Przód na Strypie ustabilizował się, był długi zastój. Serbii nie można było pomóc. Wojska rosyjskie straciły 50 tys. osób. Niemcy i Austriacy są mniej więcej tacy sami. Dowództwo frontowe obwiniało Szczerbaczowa za niepowodzenie. Szczerbaczow obwiniał dowódcę frontowego Iwanowa i kwaterę główną.

Obraz
Obraz

Dowódca 7. Armii Dmitrij G. Szczerbaczow

Krótkie podsumowanie

Kampania 1915 r. na froncie rosyjskim doprowadziła do upadku planu państw centralnych, aby wycofać Rosję z wojny. Sukcesy wojsk austro-niemieckich w wielu operacjach nie zmieniły niczego w strategicznej pozycji państw centralnych. Niemcy i Austro-Węgry odczuwały coraz większy niedobór surowców. Wojna ciągnęła się dalej iw tej sytuacji Niemcy były skazane na zagładę, ponieważ znajdowały się w blokadzie i nie miały rozległych przestrzeni i zasobów Rosji, imperiów kolonialnych Anglii i Francji. Niemcy nie mogły wygrać zwycięskiej kampanii i poszerzyć kręgu sojuszników – kosztem Włoch, Bułgarii i Rumunii. Włochy przeciwstawiły się Austrii. Rumunia zdecydowała się zachować neutralność. Tylko Bułgaria stanęła po stronie Niemiec i Austrii.

Wielkie odosobnienie się skończyło. W ciągu pięciu miesięcy nasze wojska straciły Galicję, Polskę, Litwę, zachodnią Białoruś i południową Łotwę. Były dwa główne powody porażki armii rosyjskiej. Po pierwsze, rosyjskie przywództwo wojskowo-polityczne nie zdołało odpowiednio przygotować kraju, sił zbrojnych, gospodarki i ludzi do wielkiej wojny na wyniszczenie. Po drugie, Anglia i Francja konsekwentnie realizowały strategię prowadzenia wojny z Niemcami „do ostatniego rosyjskiego żołnierza”. Rosja w 1915 roku musiała walczyć z potężnym wrogiem jeden na jednego. Brytyjczycy i Francuzi nie zrobili nic, by pomóc sojusznikowi. Ich oddziały na froncie zachodnim były prawie nieaktywne. Dopiero jesienią alianci zachodni rozpoczęli ofensywę w Artois i Szampanii, co nie zmieniło sytuacji strategicznej. Pozwoliło to niemieckiemu dowództwu na prowadzenie przez długi czas działań ofensywnych przeciwko armii rosyjskiej i przerzucanie posiłków z zachodu na front wschodni.

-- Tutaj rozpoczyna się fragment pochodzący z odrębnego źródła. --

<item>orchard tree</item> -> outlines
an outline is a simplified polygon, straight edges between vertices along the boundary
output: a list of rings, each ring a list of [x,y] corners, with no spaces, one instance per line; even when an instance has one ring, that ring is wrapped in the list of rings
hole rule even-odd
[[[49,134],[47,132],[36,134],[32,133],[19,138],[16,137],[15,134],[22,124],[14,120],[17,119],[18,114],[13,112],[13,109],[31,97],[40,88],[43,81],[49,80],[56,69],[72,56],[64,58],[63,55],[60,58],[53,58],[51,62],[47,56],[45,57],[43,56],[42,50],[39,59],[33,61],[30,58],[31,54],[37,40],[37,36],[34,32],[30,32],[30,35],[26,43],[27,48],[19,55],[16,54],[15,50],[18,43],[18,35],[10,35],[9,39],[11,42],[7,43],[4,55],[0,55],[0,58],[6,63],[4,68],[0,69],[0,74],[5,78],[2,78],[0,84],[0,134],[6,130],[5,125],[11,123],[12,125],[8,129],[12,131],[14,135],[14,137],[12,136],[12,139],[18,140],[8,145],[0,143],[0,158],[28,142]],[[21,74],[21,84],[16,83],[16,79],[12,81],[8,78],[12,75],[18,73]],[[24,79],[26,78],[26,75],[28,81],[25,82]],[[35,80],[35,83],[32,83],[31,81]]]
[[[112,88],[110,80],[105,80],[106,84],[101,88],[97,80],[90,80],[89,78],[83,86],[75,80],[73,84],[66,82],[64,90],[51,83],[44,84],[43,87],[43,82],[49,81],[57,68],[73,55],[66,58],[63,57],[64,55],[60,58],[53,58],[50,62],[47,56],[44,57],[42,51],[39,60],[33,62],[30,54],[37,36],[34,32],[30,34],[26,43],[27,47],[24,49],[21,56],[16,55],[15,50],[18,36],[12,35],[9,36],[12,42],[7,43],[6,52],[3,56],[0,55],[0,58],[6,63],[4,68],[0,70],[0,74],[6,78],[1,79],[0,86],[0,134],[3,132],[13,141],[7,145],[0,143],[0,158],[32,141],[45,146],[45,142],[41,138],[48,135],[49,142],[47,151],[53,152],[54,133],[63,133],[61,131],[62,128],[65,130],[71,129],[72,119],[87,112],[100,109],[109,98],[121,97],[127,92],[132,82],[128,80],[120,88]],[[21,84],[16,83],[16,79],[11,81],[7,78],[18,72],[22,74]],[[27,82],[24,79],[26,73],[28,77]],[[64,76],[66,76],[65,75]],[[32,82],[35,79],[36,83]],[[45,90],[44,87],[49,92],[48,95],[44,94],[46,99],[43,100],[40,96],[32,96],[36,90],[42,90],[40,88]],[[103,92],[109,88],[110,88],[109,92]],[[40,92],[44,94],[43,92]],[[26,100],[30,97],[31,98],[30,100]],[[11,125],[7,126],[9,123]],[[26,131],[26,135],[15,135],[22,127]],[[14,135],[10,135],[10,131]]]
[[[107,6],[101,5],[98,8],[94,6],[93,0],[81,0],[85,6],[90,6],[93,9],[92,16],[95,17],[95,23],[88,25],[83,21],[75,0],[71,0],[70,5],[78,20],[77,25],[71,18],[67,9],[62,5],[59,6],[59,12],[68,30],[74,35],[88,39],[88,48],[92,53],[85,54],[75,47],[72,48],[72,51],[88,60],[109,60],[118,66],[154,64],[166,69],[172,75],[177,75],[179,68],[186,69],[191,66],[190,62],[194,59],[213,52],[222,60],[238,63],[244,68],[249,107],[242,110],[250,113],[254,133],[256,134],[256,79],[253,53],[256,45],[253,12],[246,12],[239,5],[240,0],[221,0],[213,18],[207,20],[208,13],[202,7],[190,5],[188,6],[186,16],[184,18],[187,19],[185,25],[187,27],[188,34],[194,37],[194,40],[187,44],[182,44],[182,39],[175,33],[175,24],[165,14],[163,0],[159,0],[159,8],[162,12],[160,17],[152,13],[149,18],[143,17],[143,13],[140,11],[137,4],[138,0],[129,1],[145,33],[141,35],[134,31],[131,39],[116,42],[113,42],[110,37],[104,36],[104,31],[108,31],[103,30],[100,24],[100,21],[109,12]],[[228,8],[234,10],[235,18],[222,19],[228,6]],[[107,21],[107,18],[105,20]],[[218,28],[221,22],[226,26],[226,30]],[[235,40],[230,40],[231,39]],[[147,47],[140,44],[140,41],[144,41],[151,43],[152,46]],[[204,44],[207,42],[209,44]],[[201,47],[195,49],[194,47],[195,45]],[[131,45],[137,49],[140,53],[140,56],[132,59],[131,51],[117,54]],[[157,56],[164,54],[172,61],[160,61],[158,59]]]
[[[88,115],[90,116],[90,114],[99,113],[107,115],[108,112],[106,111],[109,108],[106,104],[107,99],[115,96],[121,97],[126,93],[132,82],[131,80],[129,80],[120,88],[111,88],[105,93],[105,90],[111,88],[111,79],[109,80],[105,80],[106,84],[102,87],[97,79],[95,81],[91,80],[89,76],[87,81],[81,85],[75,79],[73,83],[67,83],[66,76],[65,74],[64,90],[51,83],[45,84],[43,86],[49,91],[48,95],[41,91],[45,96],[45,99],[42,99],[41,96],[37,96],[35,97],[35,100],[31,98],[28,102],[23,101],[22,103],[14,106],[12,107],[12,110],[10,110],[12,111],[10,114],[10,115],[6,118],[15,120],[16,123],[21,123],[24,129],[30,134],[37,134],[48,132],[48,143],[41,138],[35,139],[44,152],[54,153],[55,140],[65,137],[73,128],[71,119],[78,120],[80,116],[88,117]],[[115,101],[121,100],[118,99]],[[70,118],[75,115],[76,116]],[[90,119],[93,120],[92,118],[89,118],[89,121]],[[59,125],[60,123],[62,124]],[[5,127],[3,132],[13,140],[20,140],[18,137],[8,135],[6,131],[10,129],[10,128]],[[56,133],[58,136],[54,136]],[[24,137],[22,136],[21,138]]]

Armia rosyjska, która przejęła i oparła się skoncentrowanym atakom armii austro-niemieckiej, zapewniła Anglii i Francji strategiczne chwilowe wytchnienie konieczne do akumulacji sił i środków, przeniesienia państw i sił zbrojnych na „szyny” przedłużająca się wojna, która ostatecznie przesądziła o zwycięstwie Ententy.